What the Markets Are Saying

After five weeks of advances, while our internal indicators have been hanging at overbought heights for three of those weeks, it is reasonable that some sellers would take advantage of the high prices with a round or two of profit-taking. But instead, Monday turned out to be another day of the financial stocks coming to the rescue of the broader market.

While the internal indicators are now grossly overbought, the sentiment indicators are actually bullish. The CBOE Volatility Index (VIX) has fallen to 37.81, the second-lowest close of the year (the lowest being made last Thursday), and the American Association of Individual Investors (AAII) Sentiment Survey of last Wednesday shows that the public is 44.29% bearish and 35.71% bullish. Thus, the momentum is still positive.

The bankers had another field day with the shorts yesterday. This time, the victims were the short sellers of Citigroup (C) who got bamboozled by the bank when it artificially restricted the number of shares in the market, thus forcing a run of covering by the shorts.

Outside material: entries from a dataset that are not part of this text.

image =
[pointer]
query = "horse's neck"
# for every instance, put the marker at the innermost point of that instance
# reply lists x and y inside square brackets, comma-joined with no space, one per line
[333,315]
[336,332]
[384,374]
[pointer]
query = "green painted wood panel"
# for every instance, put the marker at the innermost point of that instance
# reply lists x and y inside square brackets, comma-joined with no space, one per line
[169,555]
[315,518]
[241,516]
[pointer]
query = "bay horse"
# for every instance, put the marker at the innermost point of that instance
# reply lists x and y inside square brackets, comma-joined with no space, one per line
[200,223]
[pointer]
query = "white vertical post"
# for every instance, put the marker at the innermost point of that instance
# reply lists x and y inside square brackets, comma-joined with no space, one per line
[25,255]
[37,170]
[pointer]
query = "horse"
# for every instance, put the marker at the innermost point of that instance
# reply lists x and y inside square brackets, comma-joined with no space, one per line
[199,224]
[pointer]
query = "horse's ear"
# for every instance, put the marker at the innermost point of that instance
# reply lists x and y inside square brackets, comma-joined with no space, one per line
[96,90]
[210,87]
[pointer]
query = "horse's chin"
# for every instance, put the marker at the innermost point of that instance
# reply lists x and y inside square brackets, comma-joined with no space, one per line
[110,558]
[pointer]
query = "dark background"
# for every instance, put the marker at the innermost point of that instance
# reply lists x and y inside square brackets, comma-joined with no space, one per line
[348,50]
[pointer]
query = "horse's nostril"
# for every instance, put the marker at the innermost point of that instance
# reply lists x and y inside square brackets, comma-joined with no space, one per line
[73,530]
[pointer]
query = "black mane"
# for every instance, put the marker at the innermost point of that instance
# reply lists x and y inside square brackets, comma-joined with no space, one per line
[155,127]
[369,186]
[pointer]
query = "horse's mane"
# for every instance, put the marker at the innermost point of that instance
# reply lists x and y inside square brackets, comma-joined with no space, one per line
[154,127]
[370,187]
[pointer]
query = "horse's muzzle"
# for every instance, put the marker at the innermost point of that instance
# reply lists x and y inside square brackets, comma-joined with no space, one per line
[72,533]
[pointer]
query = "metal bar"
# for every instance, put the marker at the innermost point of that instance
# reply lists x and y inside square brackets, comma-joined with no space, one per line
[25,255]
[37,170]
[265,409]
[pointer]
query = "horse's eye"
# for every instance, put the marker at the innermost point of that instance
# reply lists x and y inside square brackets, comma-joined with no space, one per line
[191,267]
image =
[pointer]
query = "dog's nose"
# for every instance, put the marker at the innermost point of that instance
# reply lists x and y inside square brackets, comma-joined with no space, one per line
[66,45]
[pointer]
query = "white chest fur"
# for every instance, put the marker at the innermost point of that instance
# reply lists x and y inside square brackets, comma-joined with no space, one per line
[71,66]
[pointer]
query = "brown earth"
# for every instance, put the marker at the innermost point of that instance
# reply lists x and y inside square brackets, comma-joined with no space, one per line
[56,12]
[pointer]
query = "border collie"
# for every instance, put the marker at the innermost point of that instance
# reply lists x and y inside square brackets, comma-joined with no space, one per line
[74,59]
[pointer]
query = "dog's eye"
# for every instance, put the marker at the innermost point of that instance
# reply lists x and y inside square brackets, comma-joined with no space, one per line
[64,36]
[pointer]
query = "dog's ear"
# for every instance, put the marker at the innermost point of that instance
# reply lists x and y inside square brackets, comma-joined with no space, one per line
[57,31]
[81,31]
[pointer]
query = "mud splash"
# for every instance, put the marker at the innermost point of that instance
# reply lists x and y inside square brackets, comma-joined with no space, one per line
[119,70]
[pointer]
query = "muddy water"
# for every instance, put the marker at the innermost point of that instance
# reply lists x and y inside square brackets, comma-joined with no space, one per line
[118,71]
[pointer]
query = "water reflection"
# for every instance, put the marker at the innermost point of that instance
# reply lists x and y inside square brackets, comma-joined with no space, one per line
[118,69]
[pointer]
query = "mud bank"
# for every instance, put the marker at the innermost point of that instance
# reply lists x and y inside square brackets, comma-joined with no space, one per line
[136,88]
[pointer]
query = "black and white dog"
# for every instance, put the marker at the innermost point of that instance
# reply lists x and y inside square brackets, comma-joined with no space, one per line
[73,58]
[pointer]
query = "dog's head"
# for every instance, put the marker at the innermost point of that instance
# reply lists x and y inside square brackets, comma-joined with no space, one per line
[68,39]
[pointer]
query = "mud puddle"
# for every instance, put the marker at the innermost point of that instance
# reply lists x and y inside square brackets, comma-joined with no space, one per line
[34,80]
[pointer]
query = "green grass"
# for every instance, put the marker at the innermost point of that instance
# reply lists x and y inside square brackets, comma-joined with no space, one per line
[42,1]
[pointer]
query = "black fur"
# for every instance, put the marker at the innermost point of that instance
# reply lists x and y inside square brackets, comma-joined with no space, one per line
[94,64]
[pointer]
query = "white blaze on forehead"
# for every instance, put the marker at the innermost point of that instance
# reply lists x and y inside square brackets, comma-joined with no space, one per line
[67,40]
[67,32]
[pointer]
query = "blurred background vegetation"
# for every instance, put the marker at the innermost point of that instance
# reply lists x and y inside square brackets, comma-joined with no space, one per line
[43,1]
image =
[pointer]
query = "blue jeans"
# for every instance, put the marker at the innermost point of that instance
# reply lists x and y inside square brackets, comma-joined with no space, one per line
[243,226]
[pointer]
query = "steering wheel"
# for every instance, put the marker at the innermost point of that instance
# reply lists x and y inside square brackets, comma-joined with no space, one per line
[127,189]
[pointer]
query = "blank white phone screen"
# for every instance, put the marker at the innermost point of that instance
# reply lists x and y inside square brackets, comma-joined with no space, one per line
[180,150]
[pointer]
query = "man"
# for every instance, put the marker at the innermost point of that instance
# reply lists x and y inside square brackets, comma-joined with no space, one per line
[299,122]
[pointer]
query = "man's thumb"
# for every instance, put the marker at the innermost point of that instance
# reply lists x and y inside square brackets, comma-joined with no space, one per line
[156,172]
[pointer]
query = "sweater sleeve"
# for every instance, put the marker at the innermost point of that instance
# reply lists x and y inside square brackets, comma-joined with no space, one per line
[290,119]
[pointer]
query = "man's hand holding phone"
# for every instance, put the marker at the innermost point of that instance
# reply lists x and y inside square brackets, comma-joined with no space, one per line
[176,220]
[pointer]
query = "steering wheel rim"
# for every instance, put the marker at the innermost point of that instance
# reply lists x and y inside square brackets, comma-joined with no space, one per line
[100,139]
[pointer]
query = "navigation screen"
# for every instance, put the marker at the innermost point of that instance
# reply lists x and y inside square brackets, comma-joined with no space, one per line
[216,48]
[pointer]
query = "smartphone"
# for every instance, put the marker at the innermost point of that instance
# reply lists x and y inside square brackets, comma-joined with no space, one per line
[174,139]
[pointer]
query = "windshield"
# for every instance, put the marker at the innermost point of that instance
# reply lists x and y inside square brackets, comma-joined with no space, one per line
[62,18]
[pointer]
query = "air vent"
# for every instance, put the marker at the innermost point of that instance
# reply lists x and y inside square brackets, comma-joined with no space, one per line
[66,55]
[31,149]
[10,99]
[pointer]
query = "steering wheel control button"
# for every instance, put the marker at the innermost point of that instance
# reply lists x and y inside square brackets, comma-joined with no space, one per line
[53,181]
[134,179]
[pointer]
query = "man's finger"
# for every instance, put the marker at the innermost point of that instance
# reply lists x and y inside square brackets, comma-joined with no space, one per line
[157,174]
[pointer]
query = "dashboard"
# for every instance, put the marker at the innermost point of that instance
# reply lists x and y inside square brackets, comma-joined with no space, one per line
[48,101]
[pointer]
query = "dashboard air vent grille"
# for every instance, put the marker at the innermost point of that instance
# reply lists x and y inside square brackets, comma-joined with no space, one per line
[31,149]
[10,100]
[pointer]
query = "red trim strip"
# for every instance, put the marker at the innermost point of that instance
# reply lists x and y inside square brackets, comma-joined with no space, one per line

And Goldman Sachs (GS) did a neat little trick, too, by announcing its earnings a day ahead — not quite as egregious as Wells Fargo’s (WFC) act of piracy but the intent was the same.

While this sort of manipulation goes unchecked, traders should stay away from the short side of the financials. It is becoming more obvious that the banks are now flush with cash and earnings surprises could be the norm. Breakouts in the group are widespread with the regional banks still the most undervalued sub-sector.

JP Morgan (JPM) reports earnings on Thursday and Citigroup (C) on Friday. All eyes will be on these reports, since a positive surprise would confirm that the group has turned the corner of negative earnings.

For the present, only very brave traders should play the long side of the industrials and, if they do, with very close stop-loss orders. Also, market orders on the buy side should be avoided. Only enter limit orders on pullbacks to zones that have shown prior support. It’s a jungle out there, so be careful.

Today’s Trading Landscape

Earnings to be reported include: AmeriServ Financial, Burlington Coat Factory, Commerce Bancshares, CSX Corp, Fastenal, Intel Corp, Intervest Bancshares Corp, Johnson & Johnson, Levi Strauss & Co, Linear Technology, and W.W. Grainger.

Several economic reports are due today including the International Council of Shopping Centers (ICSC) Chain Store Sales Index for April 11, March Producer Price Index (the consensus expects negative 0.1%), March Producer Price Index excluding food and energy (the consensus expects 0.1%), March Retail Sales (the consensus expects 0.2%), March Retail Sales excluding autos (the consensus expects 0.0%), Redbook Retail Sales Index for April 11, February Business Inventories (the consensus expects a 1.2% drop), API Oil Industry Report for April 10, and ABC/Washington Post Consumer Confidence for April 11.